Jeronimus van Pelt heeft mij gevraagd deze tentoonstelling te openen. Dat verzoek heeft mij vereerd en ik doe het met genoegen. En wel ten minste om twee redenen.
Ten eerste ben ik er als oud-voorzitter van De Witte trots op dat een lid van onze sociëteit zijn werken exposeert. Per slot van rekening houden wij ons op De Witte óók bezig met de beoefening van de schone kunsten, zo staat in de statuten. En Jeronimus levert daar vandaag hier het bewijs van. Trouwens ook de geportretteerde Haagse Heren: die zijn – op één na – allemaal lid van De Witte.

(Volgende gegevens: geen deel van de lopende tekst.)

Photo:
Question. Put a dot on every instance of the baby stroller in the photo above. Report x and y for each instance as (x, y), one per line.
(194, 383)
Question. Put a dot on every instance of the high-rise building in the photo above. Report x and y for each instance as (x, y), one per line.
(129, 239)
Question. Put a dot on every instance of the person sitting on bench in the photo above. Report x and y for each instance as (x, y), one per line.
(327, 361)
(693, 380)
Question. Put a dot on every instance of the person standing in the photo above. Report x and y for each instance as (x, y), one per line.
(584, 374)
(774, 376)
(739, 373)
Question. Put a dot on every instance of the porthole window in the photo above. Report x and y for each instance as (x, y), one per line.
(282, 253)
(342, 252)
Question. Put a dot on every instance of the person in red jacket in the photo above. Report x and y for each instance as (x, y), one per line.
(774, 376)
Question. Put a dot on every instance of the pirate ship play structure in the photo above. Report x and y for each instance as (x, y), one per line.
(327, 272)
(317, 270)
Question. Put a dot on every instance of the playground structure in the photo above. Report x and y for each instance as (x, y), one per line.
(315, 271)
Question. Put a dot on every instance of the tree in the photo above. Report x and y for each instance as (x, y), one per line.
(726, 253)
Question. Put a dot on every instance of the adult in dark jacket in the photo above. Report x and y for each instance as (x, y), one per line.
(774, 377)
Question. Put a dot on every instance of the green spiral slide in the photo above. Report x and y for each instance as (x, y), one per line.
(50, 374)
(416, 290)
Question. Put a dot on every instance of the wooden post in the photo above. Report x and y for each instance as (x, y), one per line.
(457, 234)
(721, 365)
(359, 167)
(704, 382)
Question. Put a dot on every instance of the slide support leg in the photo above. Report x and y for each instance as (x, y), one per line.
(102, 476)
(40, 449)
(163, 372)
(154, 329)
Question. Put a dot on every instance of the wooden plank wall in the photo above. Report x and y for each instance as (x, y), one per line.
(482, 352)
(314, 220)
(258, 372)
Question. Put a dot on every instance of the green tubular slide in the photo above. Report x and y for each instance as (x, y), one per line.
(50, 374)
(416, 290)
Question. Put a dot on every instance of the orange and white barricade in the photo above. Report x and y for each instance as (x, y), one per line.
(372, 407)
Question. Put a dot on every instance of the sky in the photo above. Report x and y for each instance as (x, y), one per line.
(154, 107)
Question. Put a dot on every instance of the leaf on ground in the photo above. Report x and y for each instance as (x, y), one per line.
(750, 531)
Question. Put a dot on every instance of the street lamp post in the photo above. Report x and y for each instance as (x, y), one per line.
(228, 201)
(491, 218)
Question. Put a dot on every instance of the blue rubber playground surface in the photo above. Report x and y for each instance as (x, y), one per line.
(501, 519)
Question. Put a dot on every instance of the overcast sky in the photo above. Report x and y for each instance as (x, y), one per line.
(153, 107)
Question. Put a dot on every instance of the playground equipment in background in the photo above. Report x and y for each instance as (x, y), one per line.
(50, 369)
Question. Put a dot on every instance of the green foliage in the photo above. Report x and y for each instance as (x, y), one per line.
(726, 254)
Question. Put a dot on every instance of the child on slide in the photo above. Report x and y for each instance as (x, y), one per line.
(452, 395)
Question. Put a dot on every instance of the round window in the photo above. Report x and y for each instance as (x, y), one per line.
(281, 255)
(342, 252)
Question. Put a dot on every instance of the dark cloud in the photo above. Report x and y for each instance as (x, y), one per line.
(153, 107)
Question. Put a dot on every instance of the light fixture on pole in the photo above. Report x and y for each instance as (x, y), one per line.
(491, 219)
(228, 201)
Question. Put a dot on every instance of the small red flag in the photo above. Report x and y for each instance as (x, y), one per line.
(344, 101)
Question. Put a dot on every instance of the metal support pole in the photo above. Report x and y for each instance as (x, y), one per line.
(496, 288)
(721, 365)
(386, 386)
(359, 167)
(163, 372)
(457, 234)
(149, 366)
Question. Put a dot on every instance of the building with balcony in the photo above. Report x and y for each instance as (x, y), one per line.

Dat doet hij bovendien – en dat ten tweede – op een bijzondere lokatie: Galerie 44, de galerie van de Oud Katholieke Kerk. Een prachtige kerk naar de stijl van Daniël Marot in het hartje van Den Haag met een pronkstuk van een preekstoel uit 1729 (dit jaar 285 jaar oud), vervaardigd door de kunstenaar Jean Baptiste Xaverij (op z’n Haags uitgesproken). Aan de buitenkant zie je helemaal niet dat het een kerk is – dat is ook de bedoeling: het was een schuilkerk. Daardoor ziet men buiten helemaal niet dat het van binnen zo mooi is.
Daarin ligt een tweede punt van overeenkomst met De Witte: die is weliswaar geen schuilkerk, maar wel besloten (dus ook onttrokken aan het openbaar) met een eenvoudige gevel, waarachter veel moois schuil gaat. ‘Sober van buiten, maar rijk van binnen’. Deze galerie spant hier vandaag de kroon met de pronkjuwelen van Jeronimus: een aantal prachtige portretfoto’s – kenmerkend voor zijn oeuvre – in het thema Haagse Heren – óók typisch Jeronimus (zelf ook al een aardige Haagse Heer…)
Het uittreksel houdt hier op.